Is Holmes serving justice in his assertion to Lestrade in “Charles Augustus Milverton” that “there are certain crimes which the law cannot touch, and which therefore, to some extent, justify private revenge.”
The difference between serving the law and serving justice is the recognition that sometimes justice can only be served by breaking the law. Nevertheless, this rationale can only apply if justice that is delivered is in excess to the law which has been broken. In “The Abbey Grange” Holmes takes it upon him to allow a man who knows is guilty of killing another man—in self-defense—go free without facing trial as long as no innocent person is charged with the crime. In this case, the only law Holmes is breaking is essentially not reporting a crime which will likely not be judged a crime at all. In addition, the man whom this fellow killed in self-defense was a truly reprehensible human being. The argument that Holmes serves justice in “The Abbey Grange” is fairly easily made. The argument is a bit tougher in the case of witnessing the murder of Milverton, allowing the killer to go free, destroying evidence, stealing private property and pulling Watson into a conspiracy to lie to the police about the whole series of events. The only clear thing here is that Holmes did not serve the law in any way. As with “The Abbey Grange” the primary argument that justice gets served lies in the vile character of the man who is killed. That a person making a living extorting others is better off dead is beyond debate and so in that sense justice is served. Where the argument grows most unsteady and perhaps collapses is not that Holmes can identify the murderer of Milverton to the police and chooses not to, but that he forces Watson into what amounts to a criminal conspiracy. He has placed Watson at a risk over which Watson has no control. Suppose Holmes were to get killed during their next adventure and Inspector Lestrade bumbles his way through the evidence of their present at Milverton’s to solve the mystery? Is Watson losing his license to practice medicine and perhaps spending time in jail truly a case of justice being served?

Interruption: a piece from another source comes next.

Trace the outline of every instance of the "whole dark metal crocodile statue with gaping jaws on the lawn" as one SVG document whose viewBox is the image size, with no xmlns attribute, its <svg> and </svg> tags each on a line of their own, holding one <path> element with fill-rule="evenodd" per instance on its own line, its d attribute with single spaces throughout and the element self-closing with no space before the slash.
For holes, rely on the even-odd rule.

What is particularly and quite noticeably unique about most of the stories in The Return of Sherlock Holmes that distinguishes them from the majority of stories in the other collections?
The opening story in the very first collection of Holmes stories identifies Irene Adler as “The Woman” and situates her as a unique specimen. The next twenty-three stories spread out over two collections does little to challenge that assumption. Then, suddenly, in The Return of Sherlock Holmes, four stories prominently feature women whom Holmes explicitly admits to admiring, another features a villainess whom he treats with appropriate wariness and in yet another he allows a female murderer to go free in admiration of her willingness to delivery retributive justice. One might well conclude that during his three year absence, Holmes had occasion to engage in incidents which lent him a brand new appreciation of the women of the world.